С некоторых пор у нас вообще были натянутые отношения по глупейшей причине: Карл в глубине души считал, что моя "вольная жизнь" поистине "прекрасна", а меня в глубине души привлекало его мещанское благополучие. Я никак не мог растолковать Карлу, что моя жизнь с вечными переездами, гостиницами, репетициями, выступлениями, игрой в рич-рач и пивом была убийственно размеренной и монотонной... и что мне больше всего нравилась будничность его существования. Ну и, конечно, он так же, как все, думал, что мы намеренно не обзаводимся детьми. Выкидыши Марии казались ему "подозрительными"; если бы он знал, как мы мечтали о детях!

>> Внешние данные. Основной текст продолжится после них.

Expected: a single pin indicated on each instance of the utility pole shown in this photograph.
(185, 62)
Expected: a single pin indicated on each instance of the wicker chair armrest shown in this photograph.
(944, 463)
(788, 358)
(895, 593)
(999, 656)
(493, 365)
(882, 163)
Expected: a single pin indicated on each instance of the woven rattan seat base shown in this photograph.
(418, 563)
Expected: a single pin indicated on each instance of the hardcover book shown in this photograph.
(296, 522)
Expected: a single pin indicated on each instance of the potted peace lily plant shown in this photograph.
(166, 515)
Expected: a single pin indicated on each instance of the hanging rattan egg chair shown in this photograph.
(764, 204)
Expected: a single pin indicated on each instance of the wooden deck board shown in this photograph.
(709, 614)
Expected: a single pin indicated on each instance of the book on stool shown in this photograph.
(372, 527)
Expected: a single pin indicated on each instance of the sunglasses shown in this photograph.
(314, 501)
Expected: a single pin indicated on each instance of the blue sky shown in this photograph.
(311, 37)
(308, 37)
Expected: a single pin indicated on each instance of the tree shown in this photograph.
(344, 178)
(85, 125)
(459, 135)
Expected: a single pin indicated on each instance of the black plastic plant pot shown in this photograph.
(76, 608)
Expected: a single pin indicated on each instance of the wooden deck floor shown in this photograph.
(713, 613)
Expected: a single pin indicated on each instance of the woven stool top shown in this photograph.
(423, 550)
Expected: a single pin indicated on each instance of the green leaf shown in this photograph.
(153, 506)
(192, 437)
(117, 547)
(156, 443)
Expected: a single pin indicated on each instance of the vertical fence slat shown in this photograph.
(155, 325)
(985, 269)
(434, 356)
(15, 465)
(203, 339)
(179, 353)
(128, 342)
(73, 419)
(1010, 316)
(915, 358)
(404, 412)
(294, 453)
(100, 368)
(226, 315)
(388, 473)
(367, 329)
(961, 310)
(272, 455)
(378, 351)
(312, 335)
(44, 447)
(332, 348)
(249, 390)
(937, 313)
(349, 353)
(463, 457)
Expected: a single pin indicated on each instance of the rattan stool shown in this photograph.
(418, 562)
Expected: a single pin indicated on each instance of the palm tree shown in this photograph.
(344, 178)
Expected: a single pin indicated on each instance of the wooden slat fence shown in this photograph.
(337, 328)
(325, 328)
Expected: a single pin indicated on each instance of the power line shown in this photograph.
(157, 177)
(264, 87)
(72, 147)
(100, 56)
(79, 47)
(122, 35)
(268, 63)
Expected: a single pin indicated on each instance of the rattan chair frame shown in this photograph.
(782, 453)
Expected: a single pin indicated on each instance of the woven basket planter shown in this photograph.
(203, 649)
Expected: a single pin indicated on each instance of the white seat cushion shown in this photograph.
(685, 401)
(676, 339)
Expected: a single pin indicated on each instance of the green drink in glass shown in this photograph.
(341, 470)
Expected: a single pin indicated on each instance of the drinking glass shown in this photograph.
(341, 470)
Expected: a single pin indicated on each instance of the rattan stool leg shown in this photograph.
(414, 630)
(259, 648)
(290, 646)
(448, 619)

И все же я послал Карлу телеграмму с просьбой позвонить мне, но вовсе не за тем, чтобы подстрелить у него денег. У них теперь уже четверо детей, и они с трудом сводят концы с концами.

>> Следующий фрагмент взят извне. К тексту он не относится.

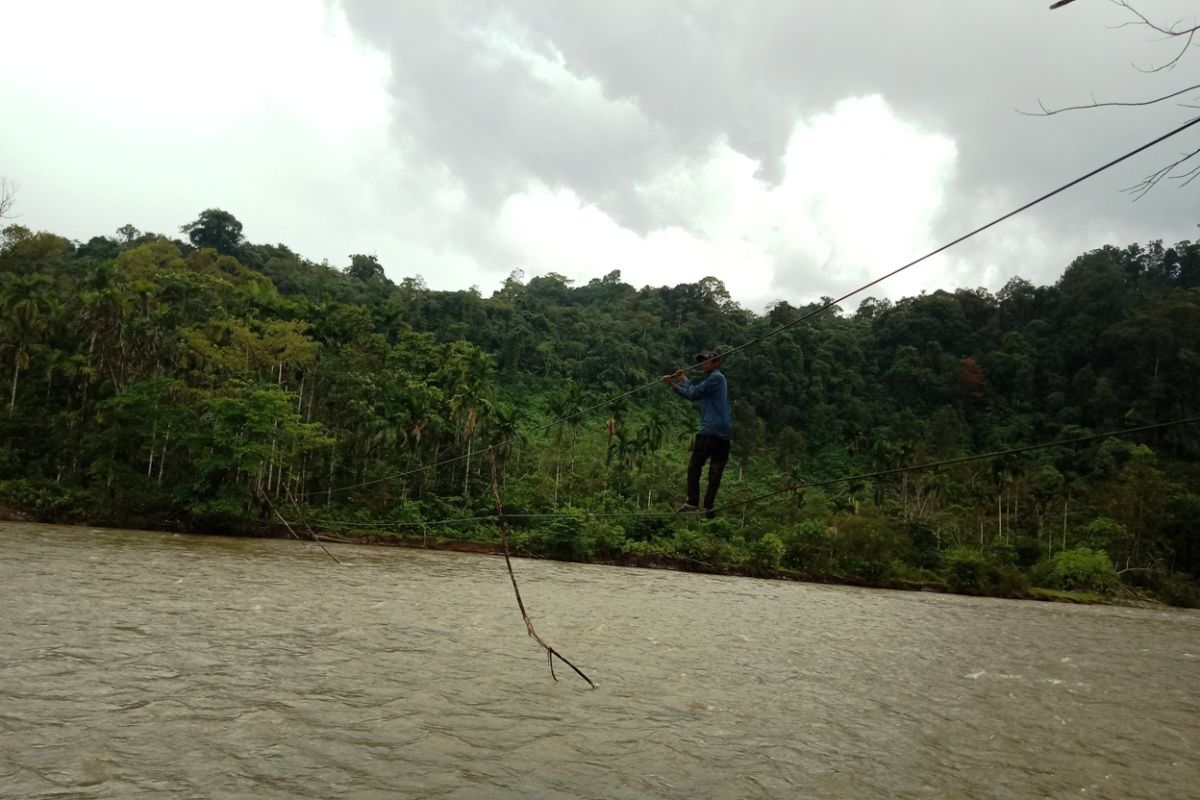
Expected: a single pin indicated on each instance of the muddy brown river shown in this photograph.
(142, 665)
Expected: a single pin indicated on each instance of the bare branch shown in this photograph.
(7, 197)
(1155, 178)
(1174, 30)
(551, 653)
(1095, 103)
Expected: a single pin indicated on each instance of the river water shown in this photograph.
(141, 665)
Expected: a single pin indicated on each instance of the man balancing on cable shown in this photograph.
(712, 441)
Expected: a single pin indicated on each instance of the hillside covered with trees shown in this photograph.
(204, 383)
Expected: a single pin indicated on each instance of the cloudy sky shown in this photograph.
(790, 148)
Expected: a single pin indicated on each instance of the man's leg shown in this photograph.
(719, 450)
(699, 456)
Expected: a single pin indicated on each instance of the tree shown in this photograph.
(27, 306)
(1179, 169)
(365, 268)
(7, 197)
(216, 229)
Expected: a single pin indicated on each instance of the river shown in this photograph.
(143, 665)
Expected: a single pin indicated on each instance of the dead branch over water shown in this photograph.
(551, 653)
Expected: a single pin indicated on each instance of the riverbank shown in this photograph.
(653, 555)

Я еще раз сполоснул ванну, тихо вышел в коридор и бросил взгляд в открытую дверь столовой. Отец опять стоял лицом к столу и больше не плакал. Покрасневший нос и влажные морщинистые щеки делали его совсем стариком; он поеживался от холода; лицо у него было потерянное и, как ни странно, весьма глупое. Я налил ему немного коньяку и дал выпить. Он взял рюмку и выпил. Столь не свойственное отцу выражение глупости застыло на его лице, а в том, как он осушил рюмку и молча, с беспомощной мольбой в глазах протянул ее мне, было что-то шутовское, раньше я этого в нем не замечал. Так выглядят люди, которые уже ничем, абсолютно ничем не интересуются, кроме детективных романов, определенной марки вина и глупых анекдотов. Мокрый и скомканный платок он просто положил на стол, и я подумал, что это поразительно выпадает из его стиля; казалось, он ведет себя как упрямый капризный ребенок, которому уже тысячу раз повторяли, что носовые платки нельзя класть на стол. Я налил ему еще немного коньяку, он выпил и сделал слабое движение рукой, которое можно было истолковать только как просьбу: "Пожалуйста, принеси мне пальто". Но я притворился, что ничего не замечаю. Мне необходимо было каким-то образом навести его снова на разговор о деньгах. Не придумав ничего лучшего, я опять вытащил из кармана марку и решил показать несколько простеньких фокусов: монетка скатилась по моей вытянутой правой руке, а потом поползла вверх тем же путем. Отец улыбнулся довольно-таки вымученной улыбкой. Я подбросил монетку почти под самый потолок и поймал ее снова, но отец повторил свой жест: "Пожалуйста, принеси мне пальто". Я еще раз подбросил монетку, поймал ее большим пальцем правой ноги и поднял почти на уровень отцовского носа. Отец сердито махнул рукой и сказал ворчливо:
- Перестань!
Пожав плечами, я вышел в переднюю и снял его пальто и шляпу с вешалки.